Concepts of Thermodynamics
Prof. Suman Chakraborty Department of Mechanical Engineering
Indian Institute of Technology, Kharagpur
Lecture – 60
Diesel Cycle In the previous lecture, we discussed about
Otto cycle and today, we will discuss about Diesel cycle. From the name itself, it is
clear that this cycle, thermodynamic cycle, is used to model the thermodynamic performance
of diesel engines and that is why the name Diesel cycle. So, we will draw the p v and T s diagram and
try to identify what is the difference between this cycle
and the Otto cycle. So, process 1 to 2: reversible adiabatic compression.

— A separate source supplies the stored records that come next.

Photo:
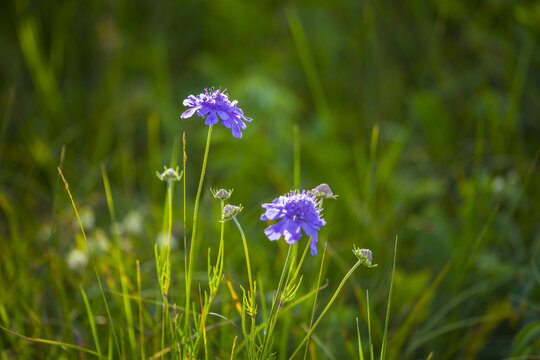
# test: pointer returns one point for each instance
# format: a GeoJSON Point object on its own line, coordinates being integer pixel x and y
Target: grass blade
{"type": "Point", "coordinates": [91, 320]}
{"type": "Point", "coordinates": [385, 335]}
{"type": "Point", "coordinates": [53, 342]}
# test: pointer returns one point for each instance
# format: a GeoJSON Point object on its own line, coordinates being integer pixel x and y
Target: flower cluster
{"type": "Point", "coordinates": [364, 255]}
{"type": "Point", "coordinates": [170, 175]}
{"type": "Point", "coordinates": [221, 194]}
{"type": "Point", "coordinates": [297, 210]}
{"type": "Point", "coordinates": [323, 191]}
{"type": "Point", "coordinates": [230, 211]}
{"type": "Point", "coordinates": [215, 104]}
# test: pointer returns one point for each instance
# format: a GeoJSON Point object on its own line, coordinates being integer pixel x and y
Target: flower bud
{"type": "Point", "coordinates": [169, 175]}
{"type": "Point", "coordinates": [364, 255]}
{"type": "Point", "coordinates": [230, 211]}
{"type": "Point", "coordinates": [221, 194]}
{"type": "Point", "coordinates": [323, 191]}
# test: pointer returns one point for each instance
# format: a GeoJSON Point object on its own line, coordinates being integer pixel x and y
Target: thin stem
{"type": "Point", "coordinates": [93, 263]}
{"type": "Point", "coordinates": [219, 261]}
{"type": "Point", "coordinates": [251, 286]}
{"type": "Point", "coordinates": [272, 318]}
{"type": "Point", "coordinates": [167, 267]}
{"type": "Point", "coordinates": [194, 230]}
{"type": "Point", "coordinates": [315, 300]}
{"type": "Point", "coordinates": [246, 251]}
{"type": "Point", "coordinates": [326, 308]}
{"type": "Point", "coordinates": [141, 329]}
{"type": "Point", "coordinates": [184, 158]}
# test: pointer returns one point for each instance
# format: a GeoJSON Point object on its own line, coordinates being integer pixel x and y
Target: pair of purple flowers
{"type": "Point", "coordinates": [296, 210]}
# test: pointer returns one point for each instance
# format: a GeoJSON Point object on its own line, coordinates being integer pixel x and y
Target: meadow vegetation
{"type": "Point", "coordinates": [421, 116]}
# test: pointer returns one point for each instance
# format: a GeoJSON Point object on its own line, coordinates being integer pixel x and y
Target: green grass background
{"type": "Point", "coordinates": [422, 115]}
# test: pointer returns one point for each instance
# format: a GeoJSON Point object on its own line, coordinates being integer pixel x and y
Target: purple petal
{"type": "Point", "coordinates": [292, 232]}
{"type": "Point", "coordinates": [274, 232]}
{"type": "Point", "coordinates": [271, 214]}
{"type": "Point", "coordinates": [236, 130]}
{"type": "Point", "coordinates": [212, 119]}
{"type": "Point", "coordinates": [190, 101]}
{"type": "Point", "coordinates": [222, 114]}
{"type": "Point", "coordinates": [311, 231]}
{"type": "Point", "coordinates": [313, 246]}
{"type": "Point", "coordinates": [189, 112]}
{"type": "Point", "coordinates": [203, 111]}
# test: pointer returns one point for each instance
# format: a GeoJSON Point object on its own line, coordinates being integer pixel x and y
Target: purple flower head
{"type": "Point", "coordinates": [297, 210]}
{"type": "Point", "coordinates": [215, 105]}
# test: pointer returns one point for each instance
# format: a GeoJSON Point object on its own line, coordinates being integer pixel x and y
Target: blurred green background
{"type": "Point", "coordinates": [422, 115]}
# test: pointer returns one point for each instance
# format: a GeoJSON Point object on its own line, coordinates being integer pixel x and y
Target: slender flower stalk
{"type": "Point", "coordinates": [308, 335]}
{"type": "Point", "coordinates": [246, 252]}
{"type": "Point", "coordinates": [276, 306]}
{"type": "Point", "coordinates": [194, 230]}
{"type": "Point", "coordinates": [170, 176]}
{"type": "Point", "coordinates": [315, 299]}
{"type": "Point", "coordinates": [361, 261]}
{"type": "Point", "coordinates": [184, 161]}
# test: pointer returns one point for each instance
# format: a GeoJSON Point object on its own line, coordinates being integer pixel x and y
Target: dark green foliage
{"type": "Point", "coordinates": [423, 116]}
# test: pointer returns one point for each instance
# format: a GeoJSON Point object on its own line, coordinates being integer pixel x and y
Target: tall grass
{"type": "Point", "coordinates": [421, 117]}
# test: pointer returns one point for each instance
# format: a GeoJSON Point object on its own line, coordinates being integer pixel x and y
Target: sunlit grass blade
{"type": "Point", "coordinates": [91, 320]}
{"type": "Point", "coordinates": [141, 326]}
{"type": "Point", "coordinates": [194, 228]}
{"type": "Point", "coordinates": [316, 294]}
{"type": "Point", "coordinates": [334, 296]}
{"type": "Point", "coordinates": [385, 335]}
{"type": "Point", "coordinates": [360, 351]}
{"type": "Point", "coordinates": [53, 342]}
{"type": "Point", "coordinates": [118, 258]}
{"type": "Point", "coordinates": [370, 344]}
{"type": "Point", "coordinates": [93, 264]}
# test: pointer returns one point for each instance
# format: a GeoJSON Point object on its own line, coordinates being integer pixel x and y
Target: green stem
{"type": "Point", "coordinates": [93, 264]}
{"type": "Point", "coordinates": [251, 287]}
{"type": "Point", "coordinates": [194, 230]}
{"type": "Point", "coordinates": [246, 251]}
{"type": "Point", "coordinates": [167, 268]}
{"type": "Point", "coordinates": [315, 300]}
{"type": "Point", "coordinates": [184, 160]}
{"type": "Point", "coordinates": [272, 318]}
{"type": "Point", "coordinates": [308, 335]}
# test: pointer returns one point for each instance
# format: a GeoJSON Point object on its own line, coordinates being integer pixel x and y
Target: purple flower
{"type": "Point", "coordinates": [215, 104]}
{"type": "Point", "coordinates": [297, 210]}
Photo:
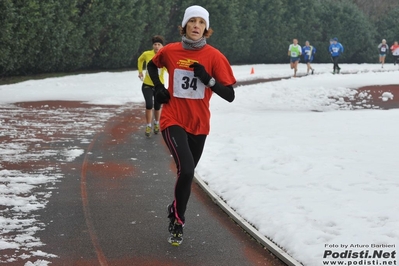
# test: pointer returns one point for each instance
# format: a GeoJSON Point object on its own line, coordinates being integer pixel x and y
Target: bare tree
{"type": "Point", "coordinates": [376, 8]}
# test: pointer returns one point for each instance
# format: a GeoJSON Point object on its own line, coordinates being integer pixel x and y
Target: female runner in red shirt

This is same for both Otto cycle and Diesel cycle. The major difference between the Otto
cycle and diesel cycle, and perhaps the only difference, is that the heat addition in diesel
cycle is considered to take place at constant pressure, instead of constant volume.
So, 2 to 3: constant pressure heat addition. So, constant pressure heat addition means
it will be a horizontal line here. So, after the constant pressure heat addition—so,
this is p equal to constant, there will be the expansion or the power stroke. So, 3 to
4: reversible plus adiabatic expansion. And then, from 4 to 1, you have constant volume
heat rejection. See, the heat rejection is not done at constant pressure for the reason
that it will increase the stroke volume to an extent that it will be a bulky cylinder
for—and too bulky for internal combustion engine purposes. So, although the heat addition
is constant pressure, but heat rejection for automobiles is traditionally constant volume.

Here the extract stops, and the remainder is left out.